As it turns out, your favorite piece of elastic training equipment, the resistance band, isn’t the only band in town.
There’s also a smaller version, affectionately known as the mini band, that’s been gaining in popularity for a good while now. And it’s more than just a travel-sized resistance band – its size and construction can actually help you work out in ways that its standard-sized counterpart can’t.
Let’s take a closer look. (Figuratively speaking, that is. They’re not *that* small.)
Mini bands vs. standard resistance bands
So what do we mean by “mini”, in this case?
Let’s think about it in terms of some helpful numbers. Your standard resistance band is usually around 1 meter in length, which makes it ideal for giving you both support and/or added tension as it stretches to about the length of your full head-to-toe height (and longer). Because of this, it’s ideal for exercises like the Assisted Pullups or Band Reverse Flies that the Freeletics Coach assigns you.

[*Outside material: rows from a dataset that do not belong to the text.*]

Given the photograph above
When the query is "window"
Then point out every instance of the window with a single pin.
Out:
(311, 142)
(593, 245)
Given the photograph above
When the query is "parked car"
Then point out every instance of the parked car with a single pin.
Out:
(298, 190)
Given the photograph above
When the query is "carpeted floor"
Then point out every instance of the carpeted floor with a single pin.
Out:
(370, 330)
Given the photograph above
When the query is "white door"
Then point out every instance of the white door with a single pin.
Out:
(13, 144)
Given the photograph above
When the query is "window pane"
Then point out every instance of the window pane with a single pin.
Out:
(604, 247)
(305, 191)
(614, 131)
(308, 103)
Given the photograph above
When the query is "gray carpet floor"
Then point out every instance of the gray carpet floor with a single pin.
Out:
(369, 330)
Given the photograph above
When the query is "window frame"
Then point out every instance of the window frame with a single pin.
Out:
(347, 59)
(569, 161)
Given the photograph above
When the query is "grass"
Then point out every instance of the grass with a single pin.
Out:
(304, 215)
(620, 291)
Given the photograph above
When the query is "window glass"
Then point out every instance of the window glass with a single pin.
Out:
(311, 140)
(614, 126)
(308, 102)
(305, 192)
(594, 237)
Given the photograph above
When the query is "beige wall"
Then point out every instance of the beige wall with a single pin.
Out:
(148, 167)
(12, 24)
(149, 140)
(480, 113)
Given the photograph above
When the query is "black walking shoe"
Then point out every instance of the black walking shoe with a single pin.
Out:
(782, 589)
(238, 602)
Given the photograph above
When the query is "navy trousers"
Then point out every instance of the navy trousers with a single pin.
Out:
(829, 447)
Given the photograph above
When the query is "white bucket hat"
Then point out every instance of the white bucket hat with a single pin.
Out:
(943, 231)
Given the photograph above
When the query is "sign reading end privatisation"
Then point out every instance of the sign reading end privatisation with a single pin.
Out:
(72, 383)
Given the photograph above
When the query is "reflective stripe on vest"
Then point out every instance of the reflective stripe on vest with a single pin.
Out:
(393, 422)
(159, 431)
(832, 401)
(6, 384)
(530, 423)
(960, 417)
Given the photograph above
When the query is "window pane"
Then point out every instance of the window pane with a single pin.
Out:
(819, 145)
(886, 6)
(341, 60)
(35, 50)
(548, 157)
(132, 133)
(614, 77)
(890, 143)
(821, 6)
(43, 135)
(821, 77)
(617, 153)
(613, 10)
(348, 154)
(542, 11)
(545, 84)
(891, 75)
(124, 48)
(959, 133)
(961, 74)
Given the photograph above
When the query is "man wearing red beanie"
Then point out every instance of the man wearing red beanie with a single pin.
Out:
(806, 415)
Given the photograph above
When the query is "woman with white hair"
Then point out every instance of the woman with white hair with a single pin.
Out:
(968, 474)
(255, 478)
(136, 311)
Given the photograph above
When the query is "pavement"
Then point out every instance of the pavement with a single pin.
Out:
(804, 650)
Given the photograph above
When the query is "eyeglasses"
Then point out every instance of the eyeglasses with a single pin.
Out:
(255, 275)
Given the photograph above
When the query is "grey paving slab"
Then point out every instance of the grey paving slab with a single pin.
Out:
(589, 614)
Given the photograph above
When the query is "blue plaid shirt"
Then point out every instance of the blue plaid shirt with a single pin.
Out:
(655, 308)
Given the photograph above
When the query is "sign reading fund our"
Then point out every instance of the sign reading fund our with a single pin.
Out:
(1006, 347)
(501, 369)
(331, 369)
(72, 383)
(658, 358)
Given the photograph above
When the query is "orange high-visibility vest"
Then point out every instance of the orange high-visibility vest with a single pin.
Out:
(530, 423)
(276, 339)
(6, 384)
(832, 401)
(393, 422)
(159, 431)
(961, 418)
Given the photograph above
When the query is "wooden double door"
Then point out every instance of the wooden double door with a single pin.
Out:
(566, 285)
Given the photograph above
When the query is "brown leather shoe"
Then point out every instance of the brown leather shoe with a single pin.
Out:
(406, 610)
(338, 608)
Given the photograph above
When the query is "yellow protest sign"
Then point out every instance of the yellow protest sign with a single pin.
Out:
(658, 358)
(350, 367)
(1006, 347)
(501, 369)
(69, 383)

Mini bands are around 25 to 30 cm and are made specifically with smaller distances within your range of motion in mind. Just a bit of pulling against the elastic produces levels of tension that get your muscles working hard. Mini bands usually loop around your ankles, knees, or elbows when used in exercises.
How does working out with a mini band benefit you?
One advantage is that mini bands are able to produce significant tension and resistance in a small amount of space, which is great for being able to work arms and legs very easily and creatively, pretty much anywhere.
Another major benefit to using a mini band is to target specific muscles that are important to maintain but hard to target with classic exercises.
Strengthening muscles around the knee, elbow, and shoulder can help reduce the risk of injuries to the ligaments and tendons around those joints, which are often vulnerable during strenuous sport and exercise.
Physical damage to the rotator cuff (tendons in your shoulder) and ACL (the anterior cruciate ligament, in your knee), for example, are some of the most painful and slow to rehabilitate injuries, and maintaining joint health in these areas through regular exercises can be a necessary preventive measure.
But even for those not at great risk for complex joint injuries, exercising those areas is also important for maintaining a healthy level of mobility.
Some basic exercises to get you started with mini bands
Since they’re so ideal for targeting muscles that few other exercises can target, try using mini bands for warmup and mobility exercises during your warmup routine, if you are brand new to using them.
Of course, the intensity of familiar exercises like Pushups, Hip Raises, or Squats can be enhanced (and made more challenging) with a mini band.
As you use them in your exercises, focus on keeping tension in the band at all times. In order to keep tension, you’ll need to be mindful as you perform the motions and contract muscles that are typically less used.
As you do this, your equipment provides you with very simple and effective feedback – keep the band tense, and you know you’re working your muscles properly. Let it slacken, and you know you’ve let up a little bit.
Using mini bands is a great addition to your workout routine. For all the exercises, make sure to start with an easy band. As you feel more and more comfortable, you can progress toward more repetitions, or a heavier band.
Pushups with Band
Using a mini band to perform Pushups is actually an easier variation of this classic bodyweight exercise.
Simply place the band as high as possible on the upper arm and position your hands under your shoulder as usual.
As you lower yourself down and your elbows angle outward, you will build up tension in the band. It's normal that the band will come in contact with your chest as you lower yourself down.
Push up once your chest touches the ground and the band will actually assist you by using the stored elastic energy to help straighten your arms and bring yourself back up to the starting position.
Shoulder external rotations
External shoulder rotation is an effective shoulder warmup exercise.
Oftentimes, shoulder external rotators muscles are neglected from training routines. Take a few minutes in your training to strengthen those muscles. Consistently practicing these rotations will have a positive effect on your posture, shoulder health, and performance.
Make sure to keep the elbows close to your body and use slow and controlled movements throughout this exercise.
Training with mini bands
Squats with Band
Using a mini band can help you perfect your Squat technique.
Position a band around your knees while performing Squats. You want to make sure to keep tension in the band at all times. This is important feedback to ensure that your knees are properly positioned and aren't caving inward.
This is a fantastic exercise to target the glutes and hamstrings of the working leg. Place the band around your feet.
Reach backward with one foot while stretching the band. As you push the working foot behind you and engage your glutes, the hamstring of the same leg will be activated to keep your leg up off the ground.